To make a long and terrible story a shorter but still grim one, the future followed swiftly: Kraus walked into his shop one day to find that it had been taken over by the S.S. as their property; he had the double shock of seeing the man he’d trusted for years as his right-hand man in the store standing there dressed in an S.A.(stormtrooper) uniform, giving a Nazi salute and presiding over this initiative. Kraus was summarily jailed and sent first to Dachau and then to Auschwitz. Remarkably, he survived this ordeal and was eventually released from the concentration camp in 1939 and reunited with his family. His freedom however was conditional: he was ordered to leave Austria within 2 months or be sent “back to Dachau for good” (p. 70). Kraus left for Sweden, and he miraculously managed to get his mother out of Austria and to Sweden just the day before all of Europe went to war. Rather than floundering around Europe, Kraus – like many Eastern European immigrants of the time – had one goal: to get to America. This he managed in September 1939, when he boarded a ship bound for New York. Again, in his words:
My visa came through in September and I sailed for New York on the SS Kungsholm one week later. We arrived on October 12, 1939, Columbus Day and my 32nd birthday, and this I took to be a good omen. I was bringing with me a memento of America’s discoverer, a copy of the rare Columbus letter of 1494, the Verardus edition, one of my few salvaged possessions, sent to me from Switzerland to Sweden (p.73).So the new immigrant, still a bookman at heart despite being stripped of his business and his possessions by the Nazis, arrived on US soil bearing the one possession he had chosen to take with him (the Nazis had rigid restrictions on what Jews were allowed to take out of the country): a rare Columbus letter, a relic not only of this new country he was entering but also a reference to and a bridge between his past life as a bookseller in Austria and his new life to be as an antiquarian book dealer in New York. As was his luck, upon disembarking the ship Kraus was approached by a news reporter looking for a human interest story. Let’s let him tell the rest:
I said I was a rare book dealer and that elicited some curiosity. I told him of the Columbus Letter and this aroused even more interest. Newspapers are partial to topical items and this happened to be Columbus Day…

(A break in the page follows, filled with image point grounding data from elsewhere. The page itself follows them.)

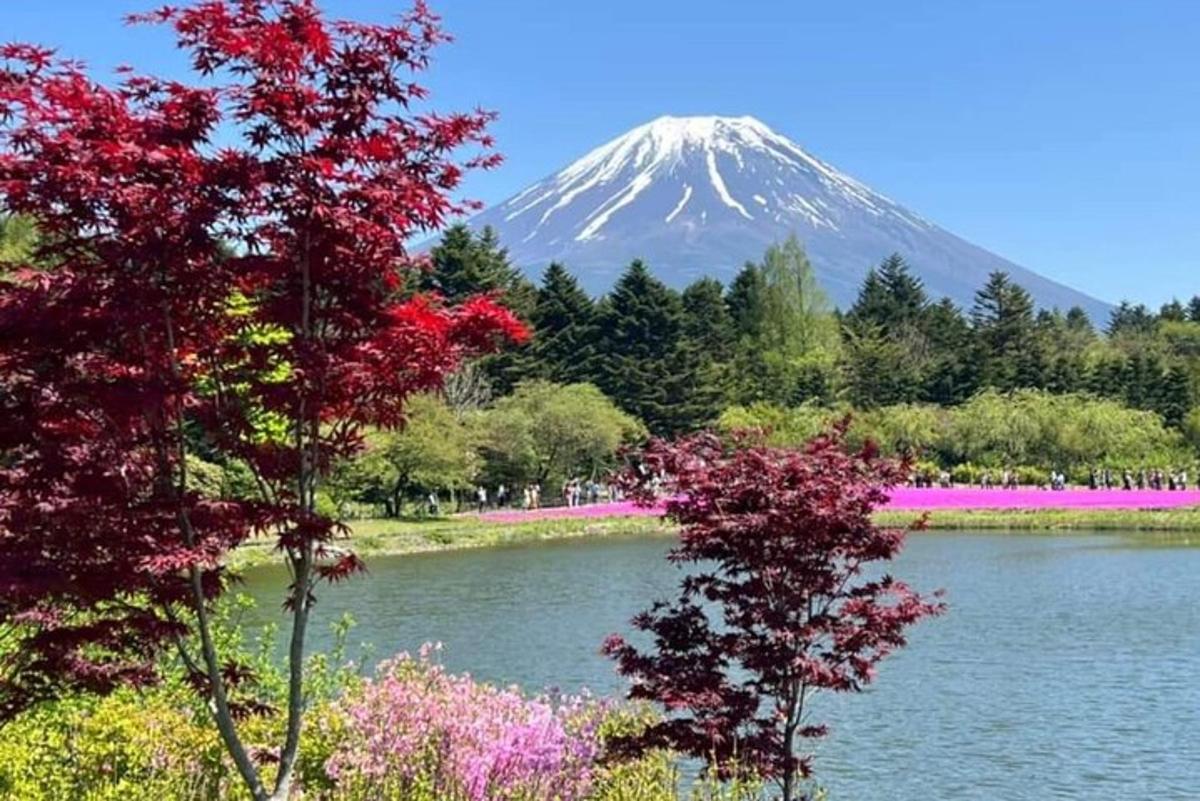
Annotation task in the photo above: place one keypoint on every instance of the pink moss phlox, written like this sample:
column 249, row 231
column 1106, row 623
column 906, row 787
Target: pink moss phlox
column 415, row 723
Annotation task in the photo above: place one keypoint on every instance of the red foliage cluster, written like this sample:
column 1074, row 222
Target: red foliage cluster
column 783, row 600
column 186, row 293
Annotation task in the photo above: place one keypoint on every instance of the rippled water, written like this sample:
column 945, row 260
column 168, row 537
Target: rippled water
column 1066, row 668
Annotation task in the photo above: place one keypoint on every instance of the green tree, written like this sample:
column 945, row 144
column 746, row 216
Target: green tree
column 466, row 264
column 1005, row 333
column 953, row 372
column 887, row 354
column 549, row 432
column 709, row 332
column 1194, row 308
column 435, row 451
column 647, row 366
column 745, row 302
column 789, row 344
column 564, row 319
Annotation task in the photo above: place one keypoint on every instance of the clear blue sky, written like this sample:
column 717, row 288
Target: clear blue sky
column 1063, row 134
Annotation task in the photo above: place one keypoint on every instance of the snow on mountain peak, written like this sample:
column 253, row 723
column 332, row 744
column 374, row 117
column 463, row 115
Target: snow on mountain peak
column 721, row 164
column 701, row 194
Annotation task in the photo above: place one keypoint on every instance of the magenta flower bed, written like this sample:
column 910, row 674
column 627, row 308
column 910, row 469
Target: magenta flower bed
column 906, row 498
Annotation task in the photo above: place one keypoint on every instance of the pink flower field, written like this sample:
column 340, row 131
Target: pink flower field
column 906, row 498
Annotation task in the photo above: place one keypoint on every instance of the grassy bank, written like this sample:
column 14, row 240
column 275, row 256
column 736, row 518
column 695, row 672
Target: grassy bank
column 1182, row 523
column 385, row 536
column 382, row 536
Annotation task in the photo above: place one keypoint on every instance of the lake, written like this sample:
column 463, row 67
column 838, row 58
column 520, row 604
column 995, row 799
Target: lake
column 1067, row 667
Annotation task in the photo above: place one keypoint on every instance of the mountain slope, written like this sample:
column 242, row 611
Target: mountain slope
column 701, row 196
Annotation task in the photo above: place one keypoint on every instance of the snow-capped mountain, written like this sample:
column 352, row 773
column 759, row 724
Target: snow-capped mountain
column 702, row 194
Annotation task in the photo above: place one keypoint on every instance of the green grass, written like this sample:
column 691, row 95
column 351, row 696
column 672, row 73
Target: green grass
column 375, row 537
column 1182, row 524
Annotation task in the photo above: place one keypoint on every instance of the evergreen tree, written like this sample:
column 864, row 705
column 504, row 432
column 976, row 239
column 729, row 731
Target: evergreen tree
column 564, row 319
column 1078, row 323
column 797, row 319
column 467, row 264
column 707, row 320
column 873, row 305
column 953, row 373
column 1173, row 311
column 1175, row 396
column 906, row 293
column 879, row 368
column 1005, row 333
column 647, row 367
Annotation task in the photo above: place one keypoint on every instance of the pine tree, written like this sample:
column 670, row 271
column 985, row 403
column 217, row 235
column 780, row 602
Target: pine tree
column 1194, row 308
column 1175, row 396
column 953, row 373
column 1005, row 333
column 708, row 331
column 745, row 301
column 1173, row 311
column 905, row 291
column 564, row 320
column 873, row 305
column 646, row 366
column 707, row 320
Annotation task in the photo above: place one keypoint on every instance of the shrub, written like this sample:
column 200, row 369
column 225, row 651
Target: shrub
column 415, row 732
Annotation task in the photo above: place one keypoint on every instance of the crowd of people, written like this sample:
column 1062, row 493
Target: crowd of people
column 1097, row 479
column 575, row 492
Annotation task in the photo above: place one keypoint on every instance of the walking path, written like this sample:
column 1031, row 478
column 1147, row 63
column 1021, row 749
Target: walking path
column 907, row 498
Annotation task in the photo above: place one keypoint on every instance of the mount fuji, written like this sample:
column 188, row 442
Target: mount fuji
column 700, row 196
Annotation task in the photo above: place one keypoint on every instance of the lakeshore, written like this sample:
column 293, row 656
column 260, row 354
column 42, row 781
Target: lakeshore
column 1158, row 517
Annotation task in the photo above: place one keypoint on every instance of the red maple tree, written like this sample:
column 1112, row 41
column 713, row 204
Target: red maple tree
column 246, row 299
column 781, row 604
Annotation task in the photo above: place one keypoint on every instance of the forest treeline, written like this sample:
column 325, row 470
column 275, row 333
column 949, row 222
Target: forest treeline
column 676, row 360
column 996, row 385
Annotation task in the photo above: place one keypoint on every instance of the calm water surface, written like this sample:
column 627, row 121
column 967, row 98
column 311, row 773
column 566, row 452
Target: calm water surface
column 1067, row 667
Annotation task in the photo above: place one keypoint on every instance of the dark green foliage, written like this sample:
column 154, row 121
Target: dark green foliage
column 676, row 360
column 564, row 320
column 953, row 373
column 745, row 301
column 646, row 363
column 1129, row 320
column 1005, row 333
column 1194, row 308
column 886, row 336
column 466, row 264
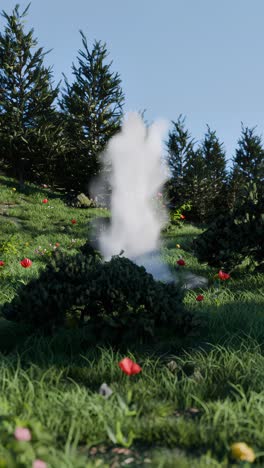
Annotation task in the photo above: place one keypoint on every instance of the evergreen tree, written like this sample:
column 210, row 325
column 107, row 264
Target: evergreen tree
column 93, row 107
column 216, row 174
column 28, row 130
column 180, row 150
column 196, row 185
column 205, row 178
column 249, row 158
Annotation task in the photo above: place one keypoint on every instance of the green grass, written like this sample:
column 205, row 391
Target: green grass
column 193, row 399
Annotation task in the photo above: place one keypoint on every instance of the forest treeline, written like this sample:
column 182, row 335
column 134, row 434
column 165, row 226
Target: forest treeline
column 54, row 133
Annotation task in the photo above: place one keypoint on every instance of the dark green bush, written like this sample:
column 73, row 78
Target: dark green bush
column 116, row 300
column 233, row 238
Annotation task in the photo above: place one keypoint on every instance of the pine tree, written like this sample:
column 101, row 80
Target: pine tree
column 195, row 183
column 28, row 127
column 93, row 108
column 205, row 178
column 180, row 150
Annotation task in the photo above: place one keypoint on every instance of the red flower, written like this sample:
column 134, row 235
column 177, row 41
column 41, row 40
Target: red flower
column 129, row 367
column 223, row 276
column 26, row 263
column 200, row 298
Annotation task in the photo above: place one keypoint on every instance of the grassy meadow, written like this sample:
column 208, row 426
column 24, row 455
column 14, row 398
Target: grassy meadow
column 194, row 398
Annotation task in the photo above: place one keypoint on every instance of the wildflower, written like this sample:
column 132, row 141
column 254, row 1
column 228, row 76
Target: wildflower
column 105, row 391
column 223, row 276
column 39, row 464
column 241, row 451
column 22, row 434
column 129, row 367
column 26, row 263
column 200, row 298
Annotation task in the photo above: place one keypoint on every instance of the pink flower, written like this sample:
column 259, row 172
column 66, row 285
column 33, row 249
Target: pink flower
column 39, row 464
column 181, row 262
column 26, row 263
column 22, row 434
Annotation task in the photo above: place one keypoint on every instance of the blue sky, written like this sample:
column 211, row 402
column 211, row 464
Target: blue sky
column 200, row 58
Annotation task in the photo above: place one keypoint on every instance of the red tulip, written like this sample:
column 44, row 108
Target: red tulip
column 200, row 298
column 26, row 263
column 129, row 367
column 223, row 276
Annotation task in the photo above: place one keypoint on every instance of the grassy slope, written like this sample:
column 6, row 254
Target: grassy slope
column 184, row 409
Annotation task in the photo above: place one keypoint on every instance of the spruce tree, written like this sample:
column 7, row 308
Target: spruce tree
column 28, row 127
column 93, row 107
column 180, row 150
column 196, row 184
column 215, row 173
column 248, row 164
column 205, row 178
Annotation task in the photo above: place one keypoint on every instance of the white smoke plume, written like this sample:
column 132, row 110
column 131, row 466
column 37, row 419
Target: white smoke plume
column 137, row 175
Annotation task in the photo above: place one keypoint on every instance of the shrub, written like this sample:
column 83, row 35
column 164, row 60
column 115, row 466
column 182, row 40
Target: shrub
column 238, row 236
column 81, row 201
column 116, row 300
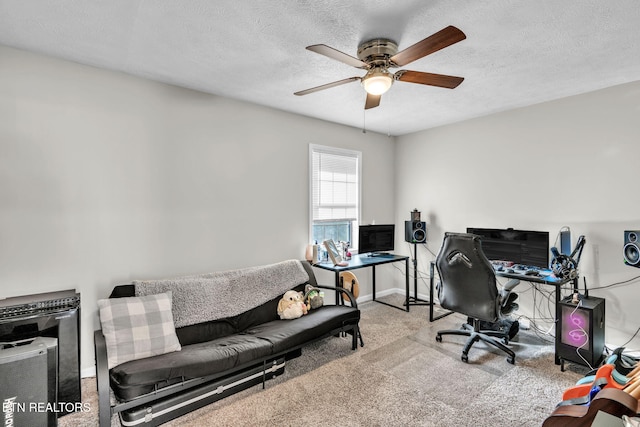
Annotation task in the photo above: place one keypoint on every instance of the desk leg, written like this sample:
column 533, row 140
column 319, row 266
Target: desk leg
column 556, row 323
column 406, row 280
column 373, row 272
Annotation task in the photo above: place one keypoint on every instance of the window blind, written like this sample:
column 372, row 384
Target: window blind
column 335, row 184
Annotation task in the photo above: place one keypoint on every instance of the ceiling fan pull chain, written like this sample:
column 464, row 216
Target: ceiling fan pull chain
column 364, row 121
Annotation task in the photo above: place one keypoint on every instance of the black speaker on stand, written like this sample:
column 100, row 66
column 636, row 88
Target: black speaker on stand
column 631, row 249
column 415, row 231
column 581, row 329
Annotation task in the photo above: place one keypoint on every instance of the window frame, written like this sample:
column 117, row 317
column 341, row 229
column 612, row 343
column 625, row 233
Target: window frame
column 313, row 148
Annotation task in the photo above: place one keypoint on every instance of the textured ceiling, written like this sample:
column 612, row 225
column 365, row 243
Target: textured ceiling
column 517, row 53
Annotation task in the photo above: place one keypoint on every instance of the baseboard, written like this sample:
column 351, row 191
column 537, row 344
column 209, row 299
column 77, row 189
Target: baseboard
column 88, row 372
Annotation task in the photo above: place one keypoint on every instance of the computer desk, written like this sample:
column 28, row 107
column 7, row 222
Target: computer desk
column 542, row 279
column 363, row 261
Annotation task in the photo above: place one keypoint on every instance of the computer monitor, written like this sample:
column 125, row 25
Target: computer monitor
column 518, row 246
column 376, row 238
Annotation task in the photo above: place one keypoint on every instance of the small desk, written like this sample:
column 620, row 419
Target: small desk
column 546, row 280
column 362, row 261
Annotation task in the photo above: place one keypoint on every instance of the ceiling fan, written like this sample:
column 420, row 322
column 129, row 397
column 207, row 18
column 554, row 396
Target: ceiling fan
column 378, row 55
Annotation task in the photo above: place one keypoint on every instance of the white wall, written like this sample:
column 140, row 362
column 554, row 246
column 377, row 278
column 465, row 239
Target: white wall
column 572, row 162
column 105, row 178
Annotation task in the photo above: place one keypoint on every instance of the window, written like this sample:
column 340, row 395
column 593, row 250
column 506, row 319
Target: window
column 335, row 194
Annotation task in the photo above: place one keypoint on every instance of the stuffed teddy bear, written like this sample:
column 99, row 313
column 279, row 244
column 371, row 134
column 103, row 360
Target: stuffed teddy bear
column 291, row 305
column 313, row 297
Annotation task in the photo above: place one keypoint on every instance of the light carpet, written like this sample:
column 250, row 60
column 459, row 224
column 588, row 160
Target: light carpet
column 401, row 377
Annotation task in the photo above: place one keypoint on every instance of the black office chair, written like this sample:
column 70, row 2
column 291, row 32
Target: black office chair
column 468, row 286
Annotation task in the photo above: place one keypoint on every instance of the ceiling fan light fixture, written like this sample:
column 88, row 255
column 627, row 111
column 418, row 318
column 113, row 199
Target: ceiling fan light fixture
column 377, row 81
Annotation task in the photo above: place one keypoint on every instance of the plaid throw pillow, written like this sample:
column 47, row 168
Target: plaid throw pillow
column 137, row 327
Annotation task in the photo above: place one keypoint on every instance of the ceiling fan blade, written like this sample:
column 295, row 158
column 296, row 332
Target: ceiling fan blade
column 440, row 80
column 332, row 53
column 326, row 86
column 433, row 43
column 372, row 101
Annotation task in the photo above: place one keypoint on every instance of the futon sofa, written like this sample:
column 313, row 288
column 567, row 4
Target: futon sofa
column 220, row 333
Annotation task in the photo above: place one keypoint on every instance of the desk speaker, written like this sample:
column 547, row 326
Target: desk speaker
column 581, row 329
column 631, row 249
column 415, row 231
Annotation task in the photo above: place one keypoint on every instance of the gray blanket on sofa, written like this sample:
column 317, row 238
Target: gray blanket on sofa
column 211, row 296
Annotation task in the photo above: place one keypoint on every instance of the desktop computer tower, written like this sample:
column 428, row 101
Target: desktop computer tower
column 28, row 382
column 581, row 331
column 49, row 315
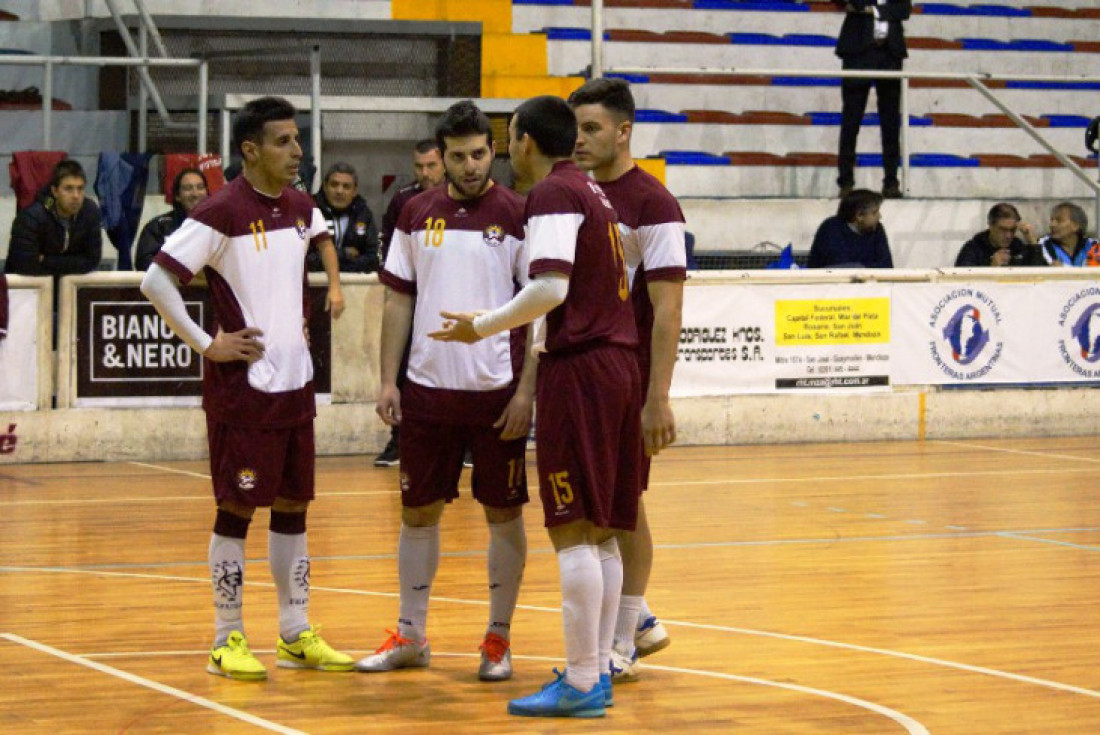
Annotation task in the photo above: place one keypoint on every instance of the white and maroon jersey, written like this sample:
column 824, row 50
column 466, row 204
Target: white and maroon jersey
column 459, row 255
column 572, row 229
column 252, row 250
column 652, row 227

….That evening I picked up a newspaper and read the following headline: IMMIGRANT BRINGS COLUMBUS LETTER TO AMERICA ON COLUMBUS DAY.
….I got my first American publicity before I had been in the country 24 hours, and without sending out a press release or making a single phone call. I had just one regret. My address failed to appear in the story, because I had none when the interview took place. I wondered how many readers might want to buy the Columbus Letter and be unable to reach me. (pp. 75-76).